Education : un rapport interne dresse un sombre autoportrait

04 juillet 2014 | Par Lucie Delaporte - Mediapart.fr (cf pdf joint pour lire l’intégralité de l’article).

Mediapart publie l’intégralité du dossier confidentiel remis au nouveau ministre de l’éducation nationale. C’est un bilan sans fard des réformes engagées : le collège est en pleine crise, la création de 60 000 postes n’est pas acquise, les équations budgétaires sont intenables.
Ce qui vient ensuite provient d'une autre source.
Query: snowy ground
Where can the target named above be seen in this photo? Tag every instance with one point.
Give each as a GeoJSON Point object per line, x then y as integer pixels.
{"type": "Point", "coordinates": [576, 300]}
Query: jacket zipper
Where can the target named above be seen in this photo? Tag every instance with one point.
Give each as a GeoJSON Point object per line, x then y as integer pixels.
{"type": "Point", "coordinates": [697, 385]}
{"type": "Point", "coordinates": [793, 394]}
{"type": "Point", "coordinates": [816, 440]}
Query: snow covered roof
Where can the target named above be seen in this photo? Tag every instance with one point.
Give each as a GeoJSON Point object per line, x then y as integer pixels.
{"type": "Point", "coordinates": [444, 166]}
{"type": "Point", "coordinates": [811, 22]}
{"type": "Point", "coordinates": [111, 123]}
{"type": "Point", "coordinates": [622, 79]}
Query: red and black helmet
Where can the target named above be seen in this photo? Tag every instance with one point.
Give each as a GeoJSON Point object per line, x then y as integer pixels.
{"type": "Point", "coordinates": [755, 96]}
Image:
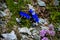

Ce document préfigure ce qui devrait se passer sur le front de l’éducation ces trois prochaines années.

Les grands points du rapport soulignés par l’article de Lucie Delaporte.


- Créations de postes : le compte n’y est pas

La création de 60 000 postes dans l’éducation, après un quinquennat Sarkozy qui en aura vu disparaître près de 80 000, constituait une des principales mesures de la campagne de François Hollande. À lire le détail du rapport laissé à Benoît Hamon, on découvre non seulement que la promesse sera difficile à tenir, mais aussi que, compte tenu des départs en retraite et de la hausse des effectifs, les taux d’encadrement ne vont guère s’améliorer dans les années à venir.

- Rythmes scolaires : tout ne va pas si mal

Le dossier qui a sans doute coûté son poste à Vincent Peillon, et continue de cristalliser l’attention médiatique, ne prend ici que quatre pages à la tonalité globalement optimiste. Manière pour l’administration de défendre son bilan en soulignant que le dossier laissé à Benoît Hamon est moins miné qu’on ne le dit.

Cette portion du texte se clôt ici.